For CS moms, how to get rid of a C-Section pooch is one of their major concerns. But I have never been a bikini model, so that part didn’t bother me. Luckily for me, the constant pressure from the roll of my tummy and tension from wearing jeans surprisingly helped minimize my hypertrophic scar.
I was still determined to try a vaginal birth after cesarean (VBAC) for my second pregnancy. After reading volumes of data on how to increase the chances of a VBAC so that I could not “fail” again, my midwife informed me otherwise. The probability of going under the knife again is much higher to avoid the increased risk of complications in subsequent pregnancies.
For my second pregnancy, which was also post-term, I went into labor excited. My water had already broke hours before admission, my cervix had dilated, and I was experiencing some contractions. But the fact that my water broke 24 hours into labor, and my labor stopped progressing, was, in fact, a risk. The possibility of infection meant another emergency CS was due.

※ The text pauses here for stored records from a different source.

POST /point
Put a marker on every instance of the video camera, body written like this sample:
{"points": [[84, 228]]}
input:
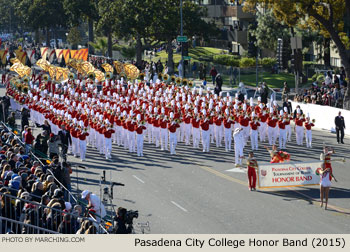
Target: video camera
{"points": [[130, 216]]}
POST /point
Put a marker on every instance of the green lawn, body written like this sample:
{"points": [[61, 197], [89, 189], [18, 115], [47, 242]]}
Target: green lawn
{"points": [[197, 54], [200, 54]]}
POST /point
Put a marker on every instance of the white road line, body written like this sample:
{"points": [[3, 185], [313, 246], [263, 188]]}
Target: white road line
{"points": [[138, 179], [183, 209]]}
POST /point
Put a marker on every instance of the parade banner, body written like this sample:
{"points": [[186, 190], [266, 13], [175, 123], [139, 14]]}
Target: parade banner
{"points": [[288, 174], [83, 54], [66, 55], [22, 56], [59, 54], [30, 54], [3, 54], [73, 54], [51, 55], [43, 51]]}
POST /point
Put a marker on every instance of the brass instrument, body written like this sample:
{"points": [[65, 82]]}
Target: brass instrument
{"points": [[108, 75], [25, 89], [178, 81], [71, 76], [26, 79], [166, 77], [46, 77], [91, 75], [142, 76]]}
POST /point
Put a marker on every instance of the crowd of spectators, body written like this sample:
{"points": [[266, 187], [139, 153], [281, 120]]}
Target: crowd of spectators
{"points": [[32, 192], [331, 92]]}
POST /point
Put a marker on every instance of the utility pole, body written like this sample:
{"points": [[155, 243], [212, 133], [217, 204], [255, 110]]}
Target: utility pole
{"points": [[181, 33]]}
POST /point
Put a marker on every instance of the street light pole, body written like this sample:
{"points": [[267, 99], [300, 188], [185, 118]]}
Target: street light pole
{"points": [[181, 33]]}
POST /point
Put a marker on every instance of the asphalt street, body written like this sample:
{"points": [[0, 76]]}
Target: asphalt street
{"points": [[193, 192]]}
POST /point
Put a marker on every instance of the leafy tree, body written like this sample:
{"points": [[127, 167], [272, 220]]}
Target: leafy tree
{"points": [[135, 20], [330, 17], [74, 37], [268, 30], [101, 45], [82, 10], [107, 10], [41, 14], [166, 25]]}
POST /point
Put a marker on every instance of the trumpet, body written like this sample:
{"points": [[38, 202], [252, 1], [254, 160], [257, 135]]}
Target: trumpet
{"points": [[142, 76], [46, 77], [91, 75], [25, 89], [178, 81], [71, 76], [166, 77], [109, 75], [25, 79]]}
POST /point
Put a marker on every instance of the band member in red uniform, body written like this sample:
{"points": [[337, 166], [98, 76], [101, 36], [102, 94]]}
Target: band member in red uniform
{"points": [[205, 132], [299, 131], [308, 132], [172, 127], [252, 166], [326, 174], [140, 128], [254, 125], [82, 134]]}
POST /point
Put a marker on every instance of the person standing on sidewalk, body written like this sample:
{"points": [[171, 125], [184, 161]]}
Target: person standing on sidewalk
{"points": [[340, 126], [213, 74]]}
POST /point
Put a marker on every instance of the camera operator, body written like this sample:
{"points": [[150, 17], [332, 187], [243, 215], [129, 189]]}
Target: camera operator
{"points": [[121, 221], [95, 204]]}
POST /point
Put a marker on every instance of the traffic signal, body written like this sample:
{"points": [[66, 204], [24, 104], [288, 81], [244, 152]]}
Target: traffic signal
{"points": [[184, 48], [292, 63], [279, 54]]}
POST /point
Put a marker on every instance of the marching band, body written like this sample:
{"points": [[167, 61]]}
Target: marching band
{"points": [[126, 113]]}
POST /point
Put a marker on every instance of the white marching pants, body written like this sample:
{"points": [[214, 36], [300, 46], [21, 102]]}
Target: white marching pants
{"points": [[172, 142], [288, 133], [196, 135], [187, 127], [228, 138], [218, 135], [149, 132], [272, 135], [139, 142], [156, 135], [131, 138], [211, 133], [254, 139], [238, 153], [108, 147], [308, 138], [75, 146], [164, 139], [82, 146], [205, 140], [299, 131], [263, 131], [182, 131], [283, 138]]}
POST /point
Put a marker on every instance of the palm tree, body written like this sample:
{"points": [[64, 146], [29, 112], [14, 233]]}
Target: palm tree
{"points": [[101, 45]]}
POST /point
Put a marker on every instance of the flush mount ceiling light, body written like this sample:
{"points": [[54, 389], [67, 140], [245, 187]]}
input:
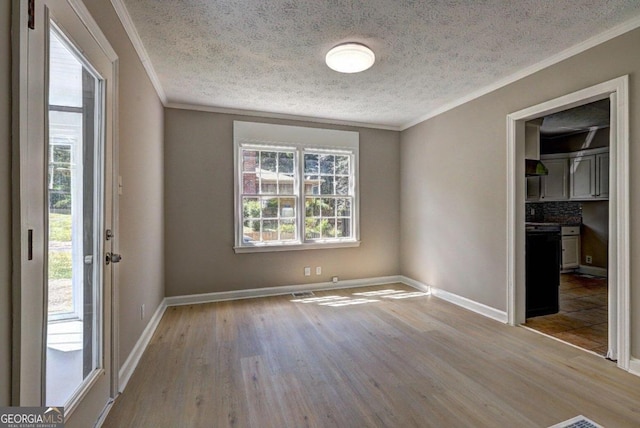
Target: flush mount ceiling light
{"points": [[350, 58]]}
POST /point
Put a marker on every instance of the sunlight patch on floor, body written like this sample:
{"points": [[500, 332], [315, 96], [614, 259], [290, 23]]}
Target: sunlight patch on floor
{"points": [[361, 297]]}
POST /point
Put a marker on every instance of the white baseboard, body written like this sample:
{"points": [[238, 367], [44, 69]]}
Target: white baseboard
{"points": [[415, 284], [634, 366], [471, 305], [278, 291], [592, 270], [131, 363]]}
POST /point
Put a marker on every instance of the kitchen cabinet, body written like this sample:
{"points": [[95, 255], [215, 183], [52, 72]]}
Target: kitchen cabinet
{"points": [[602, 175], [533, 189], [570, 248], [553, 187], [589, 175]]}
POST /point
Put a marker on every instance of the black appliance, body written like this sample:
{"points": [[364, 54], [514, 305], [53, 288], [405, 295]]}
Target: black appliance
{"points": [[543, 258]]}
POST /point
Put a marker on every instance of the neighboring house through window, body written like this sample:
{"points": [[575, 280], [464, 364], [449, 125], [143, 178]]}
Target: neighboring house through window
{"points": [[295, 187]]}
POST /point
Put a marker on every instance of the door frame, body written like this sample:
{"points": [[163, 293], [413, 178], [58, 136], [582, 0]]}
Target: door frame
{"points": [[619, 237], [26, 377]]}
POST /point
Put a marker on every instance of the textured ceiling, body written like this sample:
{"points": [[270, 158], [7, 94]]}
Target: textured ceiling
{"points": [[578, 119], [268, 56]]}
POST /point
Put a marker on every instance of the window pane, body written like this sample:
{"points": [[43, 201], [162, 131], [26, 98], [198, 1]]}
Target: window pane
{"points": [[328, 228], [312, 228], [268, 161], [342, 165], [270, 230], [249, 160], [287, 208], [61, 153], [326, 187], [343, 207], [267, 186], [250, 183], [327, 164], [250, 231], [287, 230], [285, 162], [343, 228], [310, 164], [286, 188], [328, 207], [270, 208], [342, 185], [312, 207], [312, 185], [251, 208]]}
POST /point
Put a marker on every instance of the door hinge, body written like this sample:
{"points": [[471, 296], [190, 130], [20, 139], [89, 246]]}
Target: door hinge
{"points": [[32, 14]]}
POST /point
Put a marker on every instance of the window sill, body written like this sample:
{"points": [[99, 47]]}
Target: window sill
{"points": [[295, 247]]}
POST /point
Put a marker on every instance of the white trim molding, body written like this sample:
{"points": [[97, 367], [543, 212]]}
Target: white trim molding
{"points": [[222, 296], [634, 366], [471, 305], [130, 29], [593, 270], [133, 359], [617, 90], [415, 284], [596, 40]]}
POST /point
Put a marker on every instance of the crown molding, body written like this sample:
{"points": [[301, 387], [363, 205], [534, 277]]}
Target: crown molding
{"points": [[574, 50], [596, 40], [255, 113], [127, 23]]}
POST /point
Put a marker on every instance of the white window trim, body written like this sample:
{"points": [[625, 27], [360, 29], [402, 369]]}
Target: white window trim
{"points": [[301, 139]]}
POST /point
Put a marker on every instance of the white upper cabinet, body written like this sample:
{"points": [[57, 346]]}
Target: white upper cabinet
{"points": [[602, 175], [554, 186], [589, 175]]}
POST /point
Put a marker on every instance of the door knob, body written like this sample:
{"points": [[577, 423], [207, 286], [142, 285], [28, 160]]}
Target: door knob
{"points": [[113, 258]]}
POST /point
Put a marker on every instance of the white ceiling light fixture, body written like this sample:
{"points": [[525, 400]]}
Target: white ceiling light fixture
{"points": [[350, 58]]}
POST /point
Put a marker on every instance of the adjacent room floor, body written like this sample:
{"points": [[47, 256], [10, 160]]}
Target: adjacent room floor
{"points": [[383, 356], [582, 319]]}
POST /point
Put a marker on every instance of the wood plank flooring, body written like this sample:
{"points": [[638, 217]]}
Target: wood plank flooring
{"points": [[582, 319], [353, 358]]}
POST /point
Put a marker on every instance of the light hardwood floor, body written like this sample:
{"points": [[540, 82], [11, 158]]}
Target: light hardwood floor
{"points": [[371, 361]]}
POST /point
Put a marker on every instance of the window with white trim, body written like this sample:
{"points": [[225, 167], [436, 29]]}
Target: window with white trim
{"points": [[295, 187]]}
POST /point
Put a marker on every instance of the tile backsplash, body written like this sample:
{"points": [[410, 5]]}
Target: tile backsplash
{"points": [[564, 212]]}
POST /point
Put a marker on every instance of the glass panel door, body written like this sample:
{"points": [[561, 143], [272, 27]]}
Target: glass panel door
{"points": [[74, 172]]}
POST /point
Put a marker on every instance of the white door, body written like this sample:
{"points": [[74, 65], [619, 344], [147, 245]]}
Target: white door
{"points": [[66, 207]]}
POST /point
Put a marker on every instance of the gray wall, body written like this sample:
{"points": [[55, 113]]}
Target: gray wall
{"points": [[453, 170], [5, 202], [199, 212], [141, 130]]}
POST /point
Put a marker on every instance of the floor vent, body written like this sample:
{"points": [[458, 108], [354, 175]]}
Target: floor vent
{"points": [[302, 294], [577, 422]]}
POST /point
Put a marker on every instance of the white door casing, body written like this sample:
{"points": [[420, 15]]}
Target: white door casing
{"points": [[30, 148], [617, 90]]}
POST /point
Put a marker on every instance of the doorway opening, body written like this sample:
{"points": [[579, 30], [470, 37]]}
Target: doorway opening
{"points": [[615, 169], [572, 201], [74, 221]]}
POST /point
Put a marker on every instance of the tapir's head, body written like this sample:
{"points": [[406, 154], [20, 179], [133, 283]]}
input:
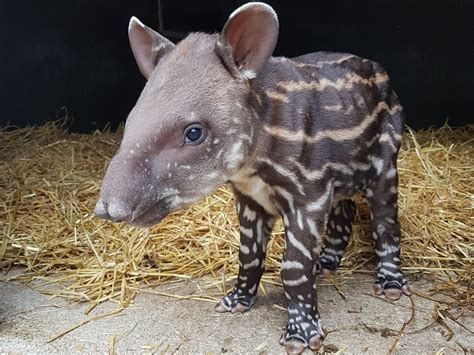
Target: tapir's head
{"points": [[192, 127]]}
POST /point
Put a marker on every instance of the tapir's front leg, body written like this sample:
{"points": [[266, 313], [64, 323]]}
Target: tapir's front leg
{"points": [[298, 271], [255, 227]]}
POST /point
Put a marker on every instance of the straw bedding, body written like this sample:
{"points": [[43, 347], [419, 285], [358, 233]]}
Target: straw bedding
{"points": [[50, 181]]}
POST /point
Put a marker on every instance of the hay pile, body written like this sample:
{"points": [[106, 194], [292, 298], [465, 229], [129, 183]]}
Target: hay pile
{"points": [[50, 180]]}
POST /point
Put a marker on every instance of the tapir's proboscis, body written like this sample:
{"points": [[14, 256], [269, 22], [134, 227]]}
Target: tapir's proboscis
{"points": [[295, 138]]}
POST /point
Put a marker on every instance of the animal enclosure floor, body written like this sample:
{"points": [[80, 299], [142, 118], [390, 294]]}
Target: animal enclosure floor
{"points": [[158, 324]]}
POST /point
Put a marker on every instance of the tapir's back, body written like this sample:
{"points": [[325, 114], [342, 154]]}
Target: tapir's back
{"points": [[332, 108], [342, 88]]}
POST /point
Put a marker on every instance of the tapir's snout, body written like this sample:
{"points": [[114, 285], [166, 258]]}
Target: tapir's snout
{"points": [[130, 193], [114, 211]]}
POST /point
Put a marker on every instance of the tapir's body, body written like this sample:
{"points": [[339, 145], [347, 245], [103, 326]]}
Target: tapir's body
{"points": [[296, 138]]}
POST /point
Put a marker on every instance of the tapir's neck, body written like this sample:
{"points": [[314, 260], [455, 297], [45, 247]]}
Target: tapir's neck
{"points": [[275, 107]]}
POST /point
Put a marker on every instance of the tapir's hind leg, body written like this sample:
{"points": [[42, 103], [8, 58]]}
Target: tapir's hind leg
{"points": [[338, 231], [255, 227], [382, 199]]}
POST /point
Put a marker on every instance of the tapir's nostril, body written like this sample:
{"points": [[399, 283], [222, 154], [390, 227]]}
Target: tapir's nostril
{"points": [[118, 213], [100, 210]]}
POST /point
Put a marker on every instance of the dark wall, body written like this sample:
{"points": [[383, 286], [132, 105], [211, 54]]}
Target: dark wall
{"points": [[75, 53]]}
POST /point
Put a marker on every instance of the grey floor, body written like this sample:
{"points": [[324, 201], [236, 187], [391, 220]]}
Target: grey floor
{"points": [[157, 324]]}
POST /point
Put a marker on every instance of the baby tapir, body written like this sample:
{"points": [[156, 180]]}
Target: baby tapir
{"points": [[295, 138]]}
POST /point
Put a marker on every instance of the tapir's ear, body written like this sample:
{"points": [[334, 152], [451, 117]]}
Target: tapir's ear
{"points": [[148, 46], [248, 38]]}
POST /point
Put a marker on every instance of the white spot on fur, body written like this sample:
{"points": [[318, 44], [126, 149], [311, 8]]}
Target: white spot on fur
{"points": [[249, 214], [246, 231], [255, 188], [296, 282], [288, 265], [244, 249], [253, 263]]}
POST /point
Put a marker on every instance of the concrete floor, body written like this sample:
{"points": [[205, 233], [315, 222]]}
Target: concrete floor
{"points": [[157, 324]]}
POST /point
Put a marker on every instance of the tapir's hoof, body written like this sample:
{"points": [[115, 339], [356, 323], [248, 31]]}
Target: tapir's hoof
{"points": [[294, 346], [221, 307], [325, 273], [392, 293], [234, 302]]}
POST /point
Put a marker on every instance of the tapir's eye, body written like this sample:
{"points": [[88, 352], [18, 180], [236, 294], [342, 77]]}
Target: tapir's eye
{"points": [[194, 134]]}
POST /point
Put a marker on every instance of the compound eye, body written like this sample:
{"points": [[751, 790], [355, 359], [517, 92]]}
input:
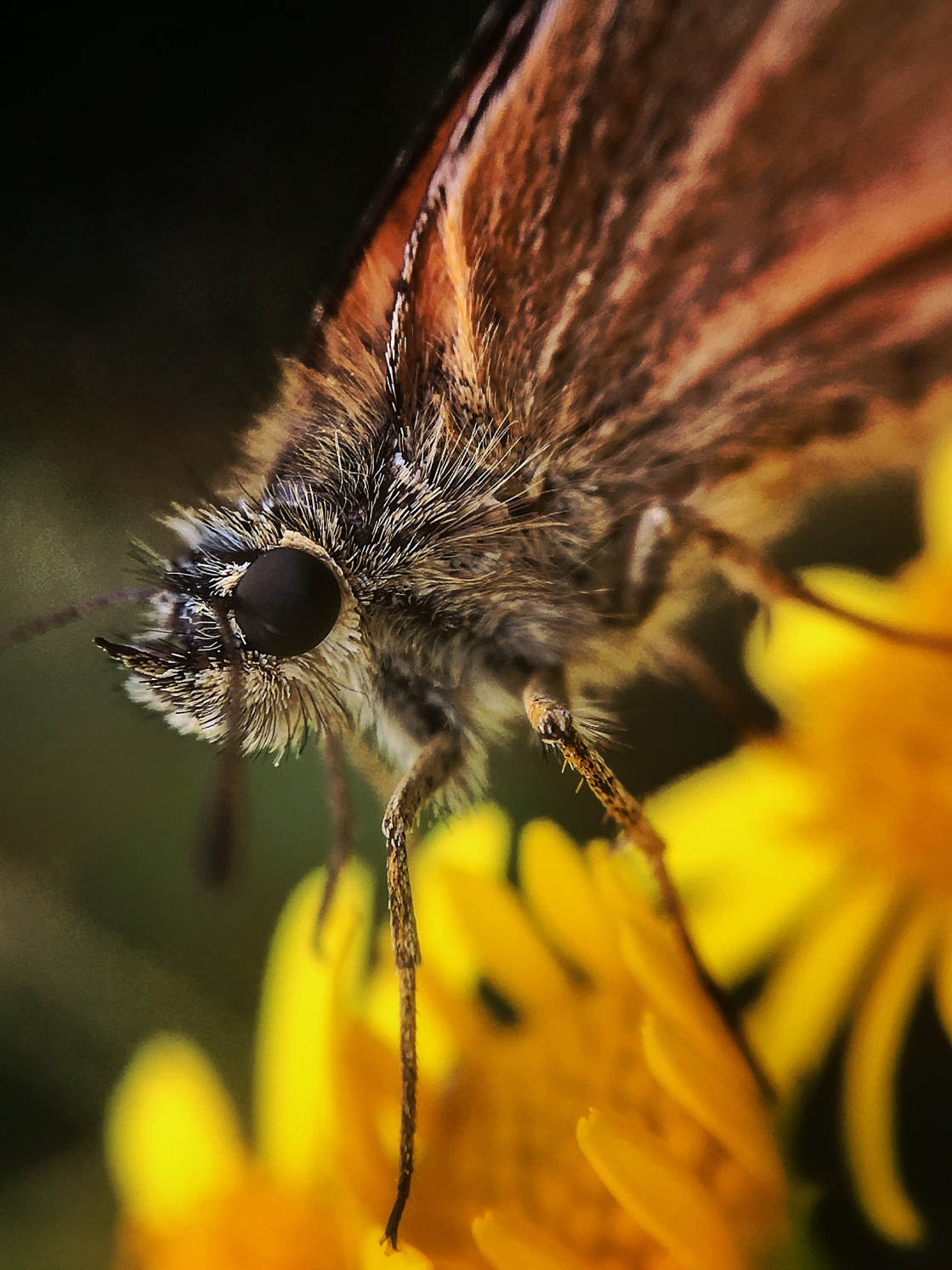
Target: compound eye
{"points": [[286, 602]]}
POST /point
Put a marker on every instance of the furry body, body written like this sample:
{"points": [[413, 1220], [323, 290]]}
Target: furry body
{"points": [[684, 252]]}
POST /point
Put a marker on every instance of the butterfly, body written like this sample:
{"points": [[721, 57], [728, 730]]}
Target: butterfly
{"points": [[640, 286]]}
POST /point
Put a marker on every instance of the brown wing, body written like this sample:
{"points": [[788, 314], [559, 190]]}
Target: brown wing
{"points": [[687, 231], [343, 369]]}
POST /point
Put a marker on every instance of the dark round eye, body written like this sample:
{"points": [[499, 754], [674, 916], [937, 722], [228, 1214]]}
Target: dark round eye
{"points": [[286, 602]]}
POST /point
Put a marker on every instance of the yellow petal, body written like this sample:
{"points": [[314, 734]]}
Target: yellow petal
{"points": [[795, 647], [661, 1195], [810, 989], [560, 893], [509, 1241], [377, 1256], [295, 1087], [944, 981], [870, 1076], [478, 840], [739, 858], [504, 943], [172, 1136], [936, 491], [726, 1104]]}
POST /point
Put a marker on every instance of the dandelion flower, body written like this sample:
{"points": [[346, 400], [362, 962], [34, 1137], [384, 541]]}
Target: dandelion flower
{"points": [[581, 1104], [826, 851]]}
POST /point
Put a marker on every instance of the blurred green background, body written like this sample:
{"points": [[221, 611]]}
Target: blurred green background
{"points": [[178, 190]]}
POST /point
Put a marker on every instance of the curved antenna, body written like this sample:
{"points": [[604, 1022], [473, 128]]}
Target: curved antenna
{"points": [[218, 848], [33, 626]]}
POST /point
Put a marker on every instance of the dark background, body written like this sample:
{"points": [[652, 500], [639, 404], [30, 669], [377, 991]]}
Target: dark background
{"points": [[177, 190]]}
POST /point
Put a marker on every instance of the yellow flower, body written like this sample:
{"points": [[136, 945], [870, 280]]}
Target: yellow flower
{"points": [[828, 850], [581, 1104]]}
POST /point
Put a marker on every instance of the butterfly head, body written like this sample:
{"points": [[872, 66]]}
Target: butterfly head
{"points": [[255, 607]]}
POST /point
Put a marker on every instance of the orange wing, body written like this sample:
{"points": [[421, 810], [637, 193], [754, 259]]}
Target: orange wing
{"points": [[674, 236]]}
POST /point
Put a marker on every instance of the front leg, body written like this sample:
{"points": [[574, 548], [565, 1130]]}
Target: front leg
{"points": [[550, 715], [433, 766]]}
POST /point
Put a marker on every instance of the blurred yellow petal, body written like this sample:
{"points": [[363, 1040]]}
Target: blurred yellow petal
{"points": [[936, 494], [508, 1241], [795, 648], [172, 1136], [560, 894], [666, 1200], [815, 979], [871, 1067], [504, 943], [478, 840], [295, 1086], [378, 1256], [739, 855], [942, 979], [728, 1107]]}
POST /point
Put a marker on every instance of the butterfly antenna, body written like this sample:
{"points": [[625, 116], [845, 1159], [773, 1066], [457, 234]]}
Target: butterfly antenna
{"points": [[35, 626], [220, 841]]}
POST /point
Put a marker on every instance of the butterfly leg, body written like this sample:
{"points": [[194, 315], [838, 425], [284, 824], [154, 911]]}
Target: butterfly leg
{"points": [[342, 814], [433, 766], [550, 715], [552, 723]]}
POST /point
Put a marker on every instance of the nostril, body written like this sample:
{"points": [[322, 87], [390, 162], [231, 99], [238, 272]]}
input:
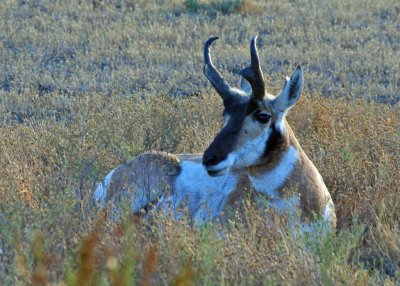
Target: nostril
{"points": [[211, 160]]}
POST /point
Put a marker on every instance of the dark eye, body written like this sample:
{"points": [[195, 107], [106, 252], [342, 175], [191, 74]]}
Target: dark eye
{"points": [[262, 117]]}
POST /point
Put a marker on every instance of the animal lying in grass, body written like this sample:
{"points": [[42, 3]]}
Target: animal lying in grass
{"points": [[255, 152]]}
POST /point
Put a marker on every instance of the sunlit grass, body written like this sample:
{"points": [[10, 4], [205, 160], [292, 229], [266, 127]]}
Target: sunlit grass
{"points": [[85, 86]]}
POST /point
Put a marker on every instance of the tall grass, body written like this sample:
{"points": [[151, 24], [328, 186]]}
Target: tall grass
{"points": [[85, 86]]}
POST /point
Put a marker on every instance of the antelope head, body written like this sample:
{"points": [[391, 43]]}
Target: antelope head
{"points": [[254, 122]]}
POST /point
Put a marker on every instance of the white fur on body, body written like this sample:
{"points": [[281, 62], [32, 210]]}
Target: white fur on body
{"points": [[206, 197]]}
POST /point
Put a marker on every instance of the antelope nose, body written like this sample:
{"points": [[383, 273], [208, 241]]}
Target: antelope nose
{"points": [[210, 160]]}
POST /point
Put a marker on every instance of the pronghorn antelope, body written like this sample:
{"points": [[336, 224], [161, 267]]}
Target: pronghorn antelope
{"points": [[255, 150]]}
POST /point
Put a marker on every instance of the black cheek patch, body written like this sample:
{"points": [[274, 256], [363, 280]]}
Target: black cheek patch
{"points": [[275, 140]]}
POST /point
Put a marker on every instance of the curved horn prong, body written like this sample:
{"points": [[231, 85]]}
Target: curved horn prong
{"points": [[253, 73], [213, 75]]}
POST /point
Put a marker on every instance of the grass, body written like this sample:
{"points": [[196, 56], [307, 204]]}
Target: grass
{"points": [[85, 86]]}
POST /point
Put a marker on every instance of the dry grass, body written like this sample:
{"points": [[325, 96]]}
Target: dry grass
{"points": [[85, 86]]}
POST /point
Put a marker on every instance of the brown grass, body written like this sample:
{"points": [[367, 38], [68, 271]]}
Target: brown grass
{"points": [[85, 86]]}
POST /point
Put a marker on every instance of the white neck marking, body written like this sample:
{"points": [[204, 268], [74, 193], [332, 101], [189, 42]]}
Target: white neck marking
{"points": [[270, 182]]}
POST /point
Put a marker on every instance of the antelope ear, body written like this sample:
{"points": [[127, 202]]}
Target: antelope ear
{"points": [[245, 85], [290, 94]]}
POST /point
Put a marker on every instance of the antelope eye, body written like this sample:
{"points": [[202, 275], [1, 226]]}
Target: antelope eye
{"points": [[262, 117]]}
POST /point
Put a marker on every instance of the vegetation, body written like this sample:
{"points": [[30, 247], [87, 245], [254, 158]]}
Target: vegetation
{"points": [[86, 85]]}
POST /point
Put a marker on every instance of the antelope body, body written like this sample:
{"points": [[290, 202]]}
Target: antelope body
{"points": [[255, 152]]}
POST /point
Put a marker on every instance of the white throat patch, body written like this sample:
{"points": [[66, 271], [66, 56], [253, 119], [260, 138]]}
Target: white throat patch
{"points": [[270, 182], [251, 152]]}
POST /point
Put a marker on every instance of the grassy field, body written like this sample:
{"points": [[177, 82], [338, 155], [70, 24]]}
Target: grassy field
{"points": [[87, 85]]}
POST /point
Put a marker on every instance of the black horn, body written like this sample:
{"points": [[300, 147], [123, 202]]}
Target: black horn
{"points": [[253, 73]]}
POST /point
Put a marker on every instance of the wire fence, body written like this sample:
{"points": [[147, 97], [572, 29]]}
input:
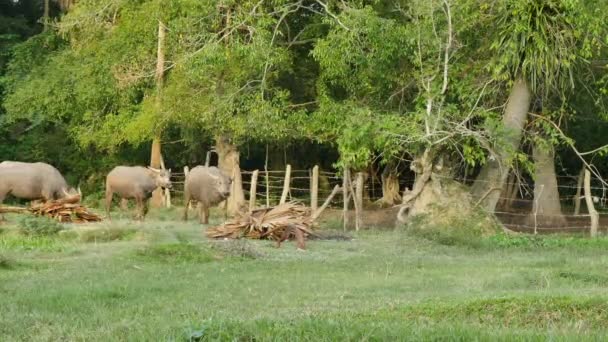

I was distraught because I was determined to try VBAC all along. To spend all those hours in labor only to end up at the operating table again is devastating. I went through similar emotional struggles feeling like I’ve been robbed of the opportunity twice, but this time it was bittersweet. I knew how closely I had bonded with my firstborn and couldn’t wait to have that with my second child as well.
I also understood then that not many doctors would dare attempt a VBAC after 2 C-sections. So I resigned to the fact that a chance at natural birth would not happen for me. However, in my 3rd pregnancy, I still wanted a VBAC trial. My husband couldn’t understand my obsession and why I didn’t just choose the “easier” elective cesarean option. He was worried about possibly putting the baby and me at unnecessary risk, and yet CS is where we would end up anyway.
My doctors were also not comfortable with the idea, and so I booked for elective CS. The experience was not as terrifying as an emergency section, and it felt nice bypassing the labor pain this time around. The lingering feeling of an emotional defeat was still present. Only that this time, it was much less pronounced.
The silver lining
Being already a mom of 2, with good enough parenting and bonding experience, had a lot to do with it. I stayed up with them and fed them all night. I potty trained them, taught them to walk and talk. I read them stories at night and held them while they were sick.
Through all these years of being a mother, I gained the confidence I did not have during the deliveries. Confidence that said it didn’t matter how I gave birth to my child. I was still in every way a woman and good mother.
My story isn’t uncommon as 1 in 4 women in the UK will end up with cesarean birth, and half of these are unplanned emergency C-sections like mine. I hope my story will help spread C-section awareness on the unspoken stigma against women who do not have a natural birth.
A stigma not expressed outrightly, but the effects of being looked down upon, negatively affects women for a long time. I wish I’d known at the time that there are C-section support groups to lean on and share similar experiences.